New Buster install for me with backports of Jailkit 2.21 is broken, jk_init and jk_update stops. https://lists.libreplanet.org/archive/html/jailkit-dev/2020-01/msg00001.html 2 files need fix: /etc/jailkit/jk_init.ini [openvpn] #includesections = netbasics and /usr/sbin/jk_update #if (not config.has_key('hardlink') and cfg.has_option(configsection,'hardlink')): if ('hardlink' not in config and cfg.has_option(configsection,'hardlink')): #if (not config.has_key('hardlink')): if ('hardlink' not in config): After fixing these, jk_updater_ispc worked.
Nice, I didn't realize debian had any jailkit packages. I'm running 2.21 compiled from source on multiple debian buster servers right now and haven't seen those problems offhand. Note that ispconfig has a jk_init.ini config template, so you will have either debian's or ispconfig's depending on if you reconfigured services in the ISPconfig updater since your installed jailkit or not. Mind sharing your jk_ini.ini here? (or is it simply this one with that single change?) If code changes are needed, definitely submit that against the debian package and/or upstream source.

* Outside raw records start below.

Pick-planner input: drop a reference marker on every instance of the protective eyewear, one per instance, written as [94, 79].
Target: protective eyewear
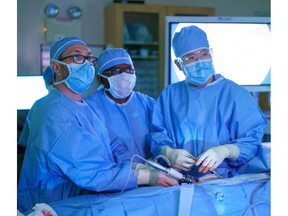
[116, 71]
[80, 59]
[195, 56]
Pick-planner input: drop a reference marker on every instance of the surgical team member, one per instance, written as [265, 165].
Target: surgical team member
[205, 122]
[127, 113]
[68, 151]
[48, 79]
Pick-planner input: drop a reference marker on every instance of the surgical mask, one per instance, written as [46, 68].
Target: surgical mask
[80, 76]
[199, 72]
[121, 85]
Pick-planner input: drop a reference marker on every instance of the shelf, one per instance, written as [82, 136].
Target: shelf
[153, 43]
[144, 58]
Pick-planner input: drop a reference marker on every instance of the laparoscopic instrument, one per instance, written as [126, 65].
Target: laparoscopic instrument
[173, 173]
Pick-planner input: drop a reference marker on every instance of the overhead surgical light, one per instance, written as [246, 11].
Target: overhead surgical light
[51, 10]
[74, 12]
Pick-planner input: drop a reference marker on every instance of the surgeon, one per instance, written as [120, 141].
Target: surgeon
[127, 112]
[68, 150]
[206, 122]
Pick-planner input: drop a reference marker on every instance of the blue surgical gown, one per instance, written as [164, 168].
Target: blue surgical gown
[128, 123]
[197, 119]
[68, 154]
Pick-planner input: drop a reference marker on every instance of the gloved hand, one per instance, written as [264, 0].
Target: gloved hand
[151, 176]
[138, 166]
[214, 156]
[179, 158]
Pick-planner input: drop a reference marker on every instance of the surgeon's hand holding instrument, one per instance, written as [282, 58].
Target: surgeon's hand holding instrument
[180, 158]
[214, 156]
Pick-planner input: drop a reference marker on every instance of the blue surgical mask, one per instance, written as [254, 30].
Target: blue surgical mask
[80, 76]
[199, 72]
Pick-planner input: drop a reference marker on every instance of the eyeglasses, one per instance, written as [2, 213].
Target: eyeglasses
[194, 56]
[116, 71]
[80, 59]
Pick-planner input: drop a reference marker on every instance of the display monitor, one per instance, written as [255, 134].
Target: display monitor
[30, 89]
[241, 48]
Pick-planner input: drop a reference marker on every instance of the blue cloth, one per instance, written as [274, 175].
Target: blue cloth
[127, 123]
[68, 153]
[197, 119]
[111, 57]
[197, 39]
[242, 196]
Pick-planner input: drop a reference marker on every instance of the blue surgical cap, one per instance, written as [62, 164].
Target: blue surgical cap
[61, 45]
[48, 75]
[190, 38]
[111, 57]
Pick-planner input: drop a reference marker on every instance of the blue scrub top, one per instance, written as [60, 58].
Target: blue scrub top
[68, 154]
[197, 119]
[127, 124]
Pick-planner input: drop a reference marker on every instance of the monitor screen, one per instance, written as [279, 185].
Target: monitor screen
[29, 89]
[241, 48]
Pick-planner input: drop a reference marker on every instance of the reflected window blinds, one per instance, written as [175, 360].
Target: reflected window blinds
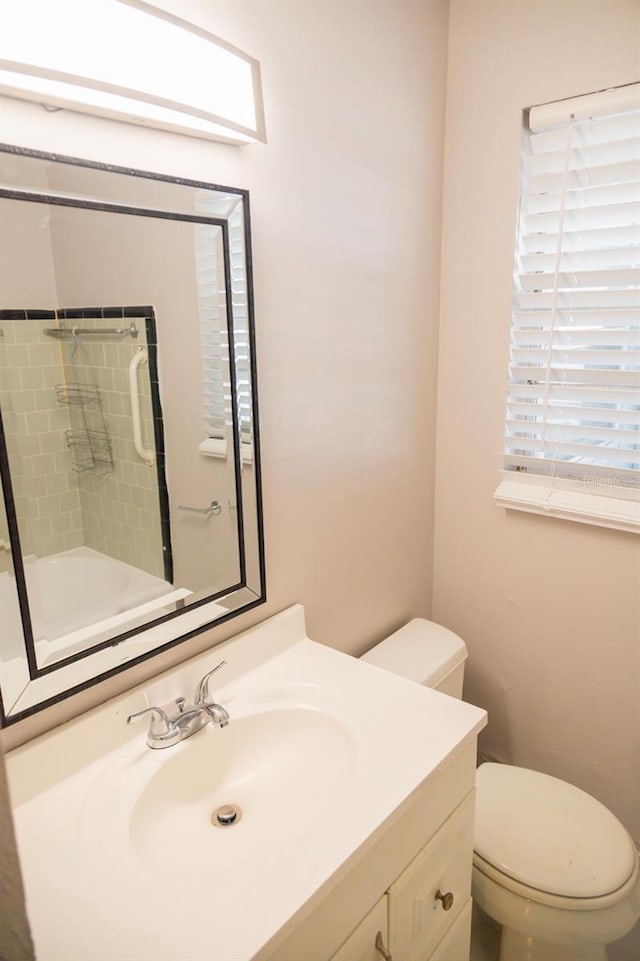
[572, 443]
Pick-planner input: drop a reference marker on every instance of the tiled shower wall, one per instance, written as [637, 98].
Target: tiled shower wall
[120, 509]
[59, 508]
[45, 487]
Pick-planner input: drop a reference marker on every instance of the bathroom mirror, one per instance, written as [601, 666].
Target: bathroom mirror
[130, 516]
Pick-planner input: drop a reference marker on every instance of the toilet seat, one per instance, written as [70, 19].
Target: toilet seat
[562, 902]
[548, 840]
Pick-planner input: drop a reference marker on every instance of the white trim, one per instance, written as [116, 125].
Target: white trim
[558, 498]
[548, 116]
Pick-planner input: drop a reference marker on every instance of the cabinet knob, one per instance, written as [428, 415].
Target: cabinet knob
[380, 948]
[447, 899]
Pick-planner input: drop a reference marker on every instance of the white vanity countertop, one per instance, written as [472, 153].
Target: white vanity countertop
[100, 884]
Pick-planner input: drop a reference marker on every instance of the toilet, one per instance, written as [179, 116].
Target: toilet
[551, 864]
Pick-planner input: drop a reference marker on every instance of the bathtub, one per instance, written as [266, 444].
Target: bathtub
[78, 598]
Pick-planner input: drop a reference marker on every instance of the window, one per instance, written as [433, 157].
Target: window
[572, 445]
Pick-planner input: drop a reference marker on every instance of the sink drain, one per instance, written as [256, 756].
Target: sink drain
[226, 815]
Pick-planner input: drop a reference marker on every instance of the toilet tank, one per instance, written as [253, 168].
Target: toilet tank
[424, 652]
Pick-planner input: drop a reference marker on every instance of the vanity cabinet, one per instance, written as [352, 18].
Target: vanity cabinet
[407, 897]
[425, 915]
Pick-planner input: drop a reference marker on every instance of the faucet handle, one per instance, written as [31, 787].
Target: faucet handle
[160, 724]
[202, 695]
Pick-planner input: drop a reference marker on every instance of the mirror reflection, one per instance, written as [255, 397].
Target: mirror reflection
[129, 446]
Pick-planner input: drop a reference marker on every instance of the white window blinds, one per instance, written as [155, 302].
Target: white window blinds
[216, 359]
[572, 443]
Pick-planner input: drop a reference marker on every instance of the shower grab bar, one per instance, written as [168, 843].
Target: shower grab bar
[130, 331]
[213, 508]
[148, 456]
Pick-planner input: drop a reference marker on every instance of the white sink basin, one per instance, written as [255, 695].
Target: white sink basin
[119, 856]
[282, 769]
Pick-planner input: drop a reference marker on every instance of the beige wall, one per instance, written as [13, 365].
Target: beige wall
[550, 609]
[346, 232]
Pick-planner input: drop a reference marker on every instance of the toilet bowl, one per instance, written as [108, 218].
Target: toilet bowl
[551, 865]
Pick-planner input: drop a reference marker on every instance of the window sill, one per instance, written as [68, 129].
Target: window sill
[561, 499]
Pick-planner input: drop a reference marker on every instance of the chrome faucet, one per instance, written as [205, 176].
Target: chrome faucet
[179, 720]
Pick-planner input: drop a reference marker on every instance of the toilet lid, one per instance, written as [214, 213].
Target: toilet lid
[548, 834]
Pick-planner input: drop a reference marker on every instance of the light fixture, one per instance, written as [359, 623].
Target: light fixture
[129, 61]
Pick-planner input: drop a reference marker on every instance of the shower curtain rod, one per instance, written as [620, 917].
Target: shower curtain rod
[130, 331]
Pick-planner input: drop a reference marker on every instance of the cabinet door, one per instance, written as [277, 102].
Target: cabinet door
[434, 889]
[455, 944]
[361, 944]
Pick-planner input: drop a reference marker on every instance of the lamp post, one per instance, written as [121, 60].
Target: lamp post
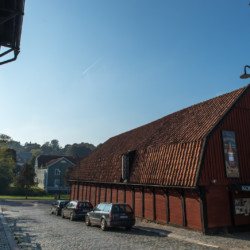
[245, 75]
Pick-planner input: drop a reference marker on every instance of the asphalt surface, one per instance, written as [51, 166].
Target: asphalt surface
[28, 224]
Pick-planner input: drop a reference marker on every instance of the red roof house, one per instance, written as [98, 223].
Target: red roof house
[190, 168]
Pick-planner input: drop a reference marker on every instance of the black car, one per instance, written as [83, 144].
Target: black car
[111, 215]
[76, 209]
[57, 206]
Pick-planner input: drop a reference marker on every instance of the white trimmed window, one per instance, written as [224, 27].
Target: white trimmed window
[57, 171]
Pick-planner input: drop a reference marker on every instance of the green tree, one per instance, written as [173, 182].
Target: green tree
[25, 178]
[7, 166]
[67, 174]
[5, 138]
[80, 150]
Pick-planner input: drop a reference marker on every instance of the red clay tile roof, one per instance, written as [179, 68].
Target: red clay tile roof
[44, 160]
[166, 152]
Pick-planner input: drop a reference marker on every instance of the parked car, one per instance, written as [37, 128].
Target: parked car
[111, 215]
[76, 209]
[56, 206]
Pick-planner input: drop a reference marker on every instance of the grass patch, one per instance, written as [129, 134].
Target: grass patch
[45, 197]
[36, 193]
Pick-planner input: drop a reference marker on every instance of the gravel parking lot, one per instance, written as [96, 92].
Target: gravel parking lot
[34, 227]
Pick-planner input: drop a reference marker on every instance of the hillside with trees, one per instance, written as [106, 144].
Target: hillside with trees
[23, 175]
[78, 150]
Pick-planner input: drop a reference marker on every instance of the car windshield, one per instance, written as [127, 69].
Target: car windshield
[84, 205]
[63, 203]
[121, 208]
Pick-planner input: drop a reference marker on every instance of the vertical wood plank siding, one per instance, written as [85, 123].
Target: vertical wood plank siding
[148, 209]
[138, 202]
[175, 209]
[238, 120]
[164, 208]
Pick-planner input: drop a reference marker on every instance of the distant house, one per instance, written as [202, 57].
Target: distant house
[23, 158]
[190, 168]
[50, 171]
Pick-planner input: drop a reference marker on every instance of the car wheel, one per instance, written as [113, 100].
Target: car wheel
[103, 225]
[71, 216]
[87, 221]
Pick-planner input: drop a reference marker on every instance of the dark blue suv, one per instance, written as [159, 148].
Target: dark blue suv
[76, 209]
[111, 215]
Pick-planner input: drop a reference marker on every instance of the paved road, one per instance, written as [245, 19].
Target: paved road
[34, 227]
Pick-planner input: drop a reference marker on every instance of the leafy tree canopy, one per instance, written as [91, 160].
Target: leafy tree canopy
[25, 178]
[7, 166]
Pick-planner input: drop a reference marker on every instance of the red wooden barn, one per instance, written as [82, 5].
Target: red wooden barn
[190, 168]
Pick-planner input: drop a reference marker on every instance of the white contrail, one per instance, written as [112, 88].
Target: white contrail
[90, 67]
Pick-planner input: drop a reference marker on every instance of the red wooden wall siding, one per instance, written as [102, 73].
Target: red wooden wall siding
[80, 192]
[92, 195]
[102, 196]
[138, 202]
[120, 195]
[148, 204]
[108, 194]
[193, 213]
[175, 209]
[160, 206]
[129, 197]
[72, 191]
[218, 207]
[238, 120]
[114, 194]
[241, 219]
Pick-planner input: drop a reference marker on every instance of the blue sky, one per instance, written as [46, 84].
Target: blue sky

I've not had a problem here, and if it helps, I have hardlinks disabled (do not use hardlinks in your jails, it's a major security issue): Code: # grep hardlink /etc/jailkit/* /etc/jailkit/jk_update.ini:hardlinks = 0
@Jesse Norell Sorry to report but on third server i tested, the script deleted alot of systemfiles. Had to restore from disaster recovery. More info in git.
Becouse /etc/jailkit/jk_init.ini has two rows of those. There must be only one. Code: [openvpn] comment = jail for the openvpn daemon paths = /usr/sbin/openvpn users = root,nobody groups = root,nogroup includesections = netbasics devices = /dev/urandom, /dev/random, /dev/net/tun includesections = netbasics, uidbasics need_logsocket = 1 I copied from upstream Olivier Sessink for /usr/sbin/jk_update , see link in former post.
Looks like the ISPConfig template has this problem, I'll submit an updated jk_init.ini in a merge request.
To clarify, you mean inside the jail, or actual system files (outside any jail)? You can specify a jail to update on the command line, and it probably doesn't check to see if you specified "/" as the jail by mistake; I don't know what would happen if you were to do that, but it could be bad. I'll add a note to add that check.